Pero el miedo desapareció y ni rastro de mejoría social, oiga. Al menos yo no la veo. Ni siquiera les voy a afirmar que el mundo se encuentre hoy en peor situación que hace tres años, sino que, lamentablemente, me temo que no ha cambiado gran cosa. Es normal, si me permiten la simplificación: el miedo nos hace precavidos y la ausencia de él despreocupados. ¿Cuántos de nosotros hemos dejado de fumar cuando ha llegado el “susto”? ¿Cuántos volvemos a realizar actividad deportiva mínima o abandonamos temporalmente la cervecita del mediodía cuando los resultados de la analítica nos preocupan? ¿Se acuerdan ustedes de cómo iba a cambiar el mundo tras la crisis de 2008? El escenario había sido tan aterrador que solo se podía avanzar en dirección contraria a la de los años anteriores. La especie humana se prometía a sí misma la contrición necesaria para transformar los desmanes avariciosos del ínfimo porcentaje de la sociedad que controlaba la salud económica del mundo en una mayor equidad, algo, por cierto, que jamás se cumplió. Y no solo no sé cumplió, sino que los mismos perpetradores y responsables del descalabro mundial continuaron llenándose los bolsillos en nuestras narices realizando las mismas operaciones que nos habían conducido al desastre. 

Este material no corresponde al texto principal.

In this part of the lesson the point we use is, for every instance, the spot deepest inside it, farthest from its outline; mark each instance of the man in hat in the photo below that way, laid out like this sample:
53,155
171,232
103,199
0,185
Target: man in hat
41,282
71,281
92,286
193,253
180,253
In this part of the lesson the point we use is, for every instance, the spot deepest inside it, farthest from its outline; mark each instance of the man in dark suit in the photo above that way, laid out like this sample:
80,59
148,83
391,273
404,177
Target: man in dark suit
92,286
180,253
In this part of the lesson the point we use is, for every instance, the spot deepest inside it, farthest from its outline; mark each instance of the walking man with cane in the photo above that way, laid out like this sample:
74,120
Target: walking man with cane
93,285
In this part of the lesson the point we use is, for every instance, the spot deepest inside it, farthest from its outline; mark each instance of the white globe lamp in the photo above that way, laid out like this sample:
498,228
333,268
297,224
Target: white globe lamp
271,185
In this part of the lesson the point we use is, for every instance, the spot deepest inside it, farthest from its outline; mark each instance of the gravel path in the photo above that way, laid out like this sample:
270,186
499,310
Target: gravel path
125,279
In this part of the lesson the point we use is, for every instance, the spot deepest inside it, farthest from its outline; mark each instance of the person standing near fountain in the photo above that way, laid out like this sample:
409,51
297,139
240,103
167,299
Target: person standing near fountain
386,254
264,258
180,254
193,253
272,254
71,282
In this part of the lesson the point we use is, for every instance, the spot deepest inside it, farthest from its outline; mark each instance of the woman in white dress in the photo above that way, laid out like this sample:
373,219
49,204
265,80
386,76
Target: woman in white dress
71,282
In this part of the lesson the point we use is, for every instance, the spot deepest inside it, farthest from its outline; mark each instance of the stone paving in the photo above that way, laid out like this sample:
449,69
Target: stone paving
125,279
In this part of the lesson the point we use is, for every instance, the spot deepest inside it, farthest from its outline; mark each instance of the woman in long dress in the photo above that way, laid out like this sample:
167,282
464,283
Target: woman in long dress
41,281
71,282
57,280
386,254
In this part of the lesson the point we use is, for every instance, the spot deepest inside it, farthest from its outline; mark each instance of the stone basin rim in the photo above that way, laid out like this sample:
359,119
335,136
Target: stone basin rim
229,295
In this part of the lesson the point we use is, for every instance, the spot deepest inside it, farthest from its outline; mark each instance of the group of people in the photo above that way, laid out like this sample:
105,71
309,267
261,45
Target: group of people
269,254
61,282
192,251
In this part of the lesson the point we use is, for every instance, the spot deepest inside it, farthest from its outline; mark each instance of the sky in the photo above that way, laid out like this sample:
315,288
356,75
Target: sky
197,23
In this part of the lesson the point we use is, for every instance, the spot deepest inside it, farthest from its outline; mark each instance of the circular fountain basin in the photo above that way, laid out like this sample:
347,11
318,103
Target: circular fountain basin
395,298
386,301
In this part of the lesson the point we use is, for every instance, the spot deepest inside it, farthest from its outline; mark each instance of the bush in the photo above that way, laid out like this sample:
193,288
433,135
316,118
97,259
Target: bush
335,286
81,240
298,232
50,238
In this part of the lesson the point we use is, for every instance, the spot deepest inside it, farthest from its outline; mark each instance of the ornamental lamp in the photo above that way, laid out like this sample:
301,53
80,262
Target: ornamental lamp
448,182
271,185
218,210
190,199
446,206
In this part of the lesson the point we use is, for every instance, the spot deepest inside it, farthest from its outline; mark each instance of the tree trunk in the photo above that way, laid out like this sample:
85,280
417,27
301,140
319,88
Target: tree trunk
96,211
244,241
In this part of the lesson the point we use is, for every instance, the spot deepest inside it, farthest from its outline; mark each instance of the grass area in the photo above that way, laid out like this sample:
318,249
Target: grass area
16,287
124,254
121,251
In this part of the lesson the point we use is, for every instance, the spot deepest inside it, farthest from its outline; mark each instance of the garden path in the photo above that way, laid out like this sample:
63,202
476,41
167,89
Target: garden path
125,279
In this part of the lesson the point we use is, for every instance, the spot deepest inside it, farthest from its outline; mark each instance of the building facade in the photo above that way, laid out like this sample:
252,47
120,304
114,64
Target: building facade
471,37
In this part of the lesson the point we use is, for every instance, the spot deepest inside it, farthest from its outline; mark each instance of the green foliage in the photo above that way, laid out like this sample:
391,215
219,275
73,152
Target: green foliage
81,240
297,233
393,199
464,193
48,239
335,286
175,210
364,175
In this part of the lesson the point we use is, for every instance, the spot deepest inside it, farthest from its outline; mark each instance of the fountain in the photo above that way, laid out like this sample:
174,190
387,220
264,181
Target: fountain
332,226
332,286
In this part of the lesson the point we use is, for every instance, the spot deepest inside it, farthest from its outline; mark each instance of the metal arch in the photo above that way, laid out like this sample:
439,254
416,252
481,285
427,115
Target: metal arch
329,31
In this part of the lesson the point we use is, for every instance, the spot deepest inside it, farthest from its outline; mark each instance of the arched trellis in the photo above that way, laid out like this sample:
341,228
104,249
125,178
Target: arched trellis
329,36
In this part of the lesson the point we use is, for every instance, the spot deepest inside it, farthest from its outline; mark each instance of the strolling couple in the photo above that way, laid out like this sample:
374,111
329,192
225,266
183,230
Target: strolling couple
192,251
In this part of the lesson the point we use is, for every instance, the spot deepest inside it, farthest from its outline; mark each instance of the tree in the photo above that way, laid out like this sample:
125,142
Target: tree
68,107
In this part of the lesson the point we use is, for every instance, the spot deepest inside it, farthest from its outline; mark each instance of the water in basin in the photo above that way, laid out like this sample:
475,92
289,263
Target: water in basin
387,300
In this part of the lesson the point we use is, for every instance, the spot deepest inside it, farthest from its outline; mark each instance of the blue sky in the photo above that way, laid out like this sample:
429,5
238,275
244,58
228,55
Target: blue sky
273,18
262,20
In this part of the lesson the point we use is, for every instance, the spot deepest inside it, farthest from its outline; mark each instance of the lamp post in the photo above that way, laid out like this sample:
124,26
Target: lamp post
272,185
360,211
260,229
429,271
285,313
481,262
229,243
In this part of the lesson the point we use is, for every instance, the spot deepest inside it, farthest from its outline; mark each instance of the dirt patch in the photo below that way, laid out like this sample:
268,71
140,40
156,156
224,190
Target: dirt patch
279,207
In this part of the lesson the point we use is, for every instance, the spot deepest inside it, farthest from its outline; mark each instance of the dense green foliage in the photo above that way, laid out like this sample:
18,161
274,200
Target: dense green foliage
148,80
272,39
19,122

¿Y qué hemos hecho nosotros después de que el (o la) COVID nos haya dado algo de tregua? Pues nada, ya les contesto yo; seguir haciendo lo mismo que hacíamos antes, básicamente. Como les decía, ni siquiera creo que estemos peor que en 2020, sino que nos encontramos más o menos en el mismo lugar, anestesiados por el exceso de estímulos audiovisuales y por nuestra propia autocomplacencia; los grandes dilemas sociales que íbamos a restañar cuando la enfermedad desapareciera siguen produciendo los mismos quebrantos que antes; la pobreza y la desigualdad social han sido devueltas al lugar donde se encontraban: bajo la alfombra; la solución de los gravísimos problemas medioambientales vuelve a ser menos inminente; la sanidad, la cultura o la educación permanecen tendidas al sol, como la ropa mojada, al albur de los vientos electorales. En definitiva, la vida sigue igual, como cantaba el gran Julio.

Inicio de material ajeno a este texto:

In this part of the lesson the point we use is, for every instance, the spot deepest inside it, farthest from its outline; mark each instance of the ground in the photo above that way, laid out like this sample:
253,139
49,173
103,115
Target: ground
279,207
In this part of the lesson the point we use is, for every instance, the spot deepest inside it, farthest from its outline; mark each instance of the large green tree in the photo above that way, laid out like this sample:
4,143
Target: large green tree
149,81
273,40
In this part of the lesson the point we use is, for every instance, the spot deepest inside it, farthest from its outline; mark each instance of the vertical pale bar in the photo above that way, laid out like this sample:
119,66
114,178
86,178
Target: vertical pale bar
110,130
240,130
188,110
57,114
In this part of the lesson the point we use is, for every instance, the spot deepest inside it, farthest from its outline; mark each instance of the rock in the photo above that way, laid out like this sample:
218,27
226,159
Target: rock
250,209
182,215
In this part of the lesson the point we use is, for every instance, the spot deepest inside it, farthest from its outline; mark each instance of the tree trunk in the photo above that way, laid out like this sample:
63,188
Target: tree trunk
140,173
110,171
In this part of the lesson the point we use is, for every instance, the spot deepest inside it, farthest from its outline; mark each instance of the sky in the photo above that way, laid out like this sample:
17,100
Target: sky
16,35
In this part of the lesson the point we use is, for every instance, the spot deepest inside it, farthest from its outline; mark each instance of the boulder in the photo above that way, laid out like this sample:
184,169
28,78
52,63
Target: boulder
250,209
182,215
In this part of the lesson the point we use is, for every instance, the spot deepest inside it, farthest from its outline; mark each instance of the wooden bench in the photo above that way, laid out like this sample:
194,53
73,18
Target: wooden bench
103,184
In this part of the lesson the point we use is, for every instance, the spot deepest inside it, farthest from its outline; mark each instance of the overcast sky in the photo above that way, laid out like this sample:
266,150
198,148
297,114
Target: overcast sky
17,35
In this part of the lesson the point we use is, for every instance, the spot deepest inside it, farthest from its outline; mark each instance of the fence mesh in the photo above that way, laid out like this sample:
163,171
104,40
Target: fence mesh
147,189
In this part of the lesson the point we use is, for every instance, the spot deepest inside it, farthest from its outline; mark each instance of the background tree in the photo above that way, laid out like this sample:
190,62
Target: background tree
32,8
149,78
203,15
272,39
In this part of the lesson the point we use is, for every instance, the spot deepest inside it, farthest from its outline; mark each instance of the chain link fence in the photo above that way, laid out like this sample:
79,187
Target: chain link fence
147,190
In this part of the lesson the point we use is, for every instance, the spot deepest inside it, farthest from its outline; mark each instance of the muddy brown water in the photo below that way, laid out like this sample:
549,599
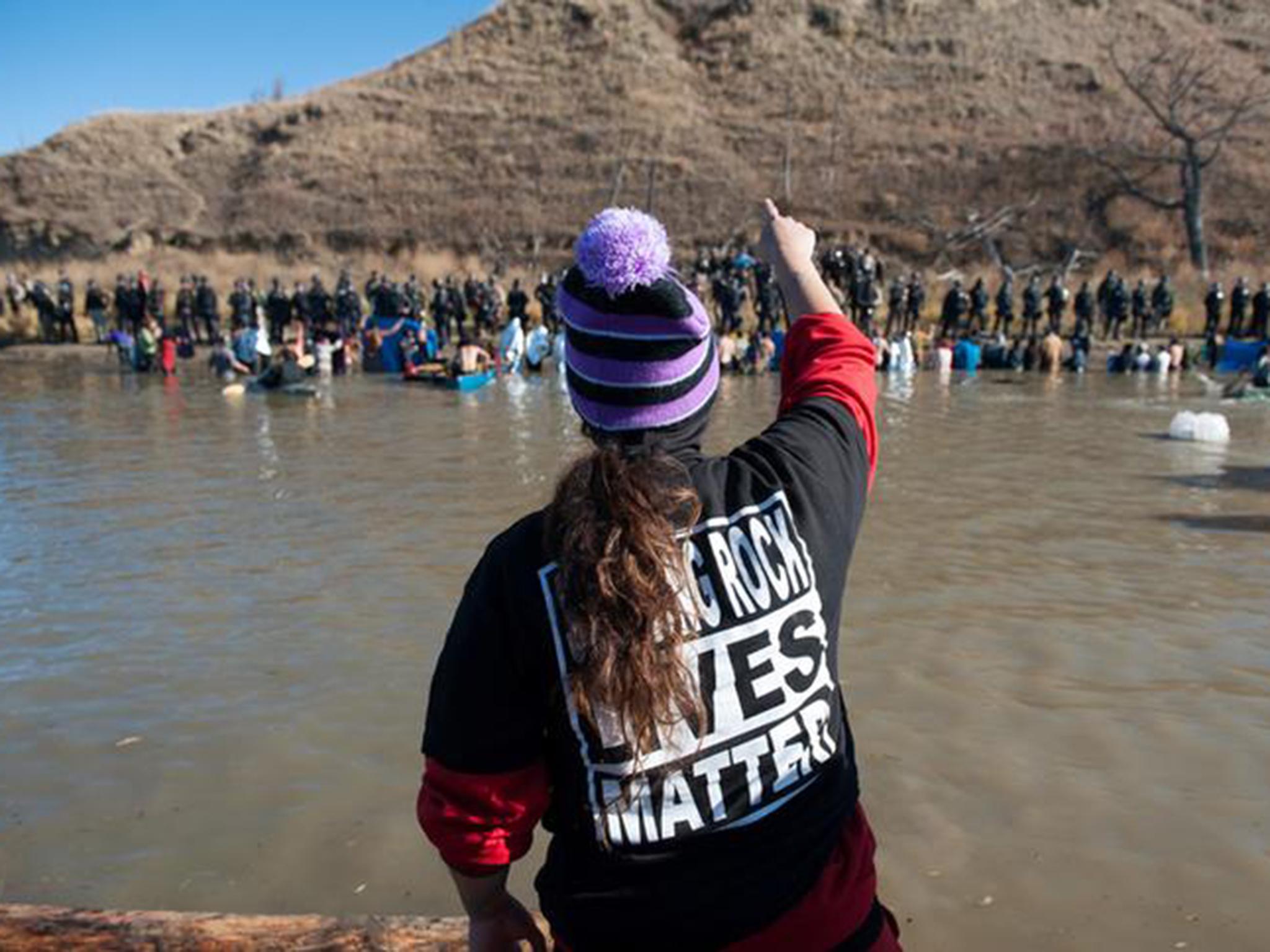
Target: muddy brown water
219,617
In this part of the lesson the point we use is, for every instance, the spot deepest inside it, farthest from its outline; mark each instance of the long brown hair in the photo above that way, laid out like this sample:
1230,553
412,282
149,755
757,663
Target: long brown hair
614,531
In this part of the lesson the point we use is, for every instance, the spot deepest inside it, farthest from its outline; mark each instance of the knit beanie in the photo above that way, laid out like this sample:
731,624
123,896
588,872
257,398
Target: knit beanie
639,350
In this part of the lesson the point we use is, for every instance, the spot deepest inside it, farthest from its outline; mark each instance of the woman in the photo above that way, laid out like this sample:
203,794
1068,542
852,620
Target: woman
649,664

Durante el ocaso del imperio romano de occidente, los mayores ejemplos de dispendio, despreocupación, cinismo, apatía o negligencia se produjeron cuando la situación era, precisamente, más desesperada, como si el ser humano hubiera sido diseñado biológicamente para desdeñar la realidad hasta que esta nos explota en la cara con toda su virulencia. No tengo certeza de ello, pero estoy convencido de que entre la ciudadanía romana de la época una frase esperanzadora y llena de optimismo sobrevolaba las conversaciones en el foro, el coliseo, el arco de Constantino o las cientos de tabernas diseminadas por la ciudad: “De esta saldremos mejores”. 

Ya conocen ustedes el resto de la historia.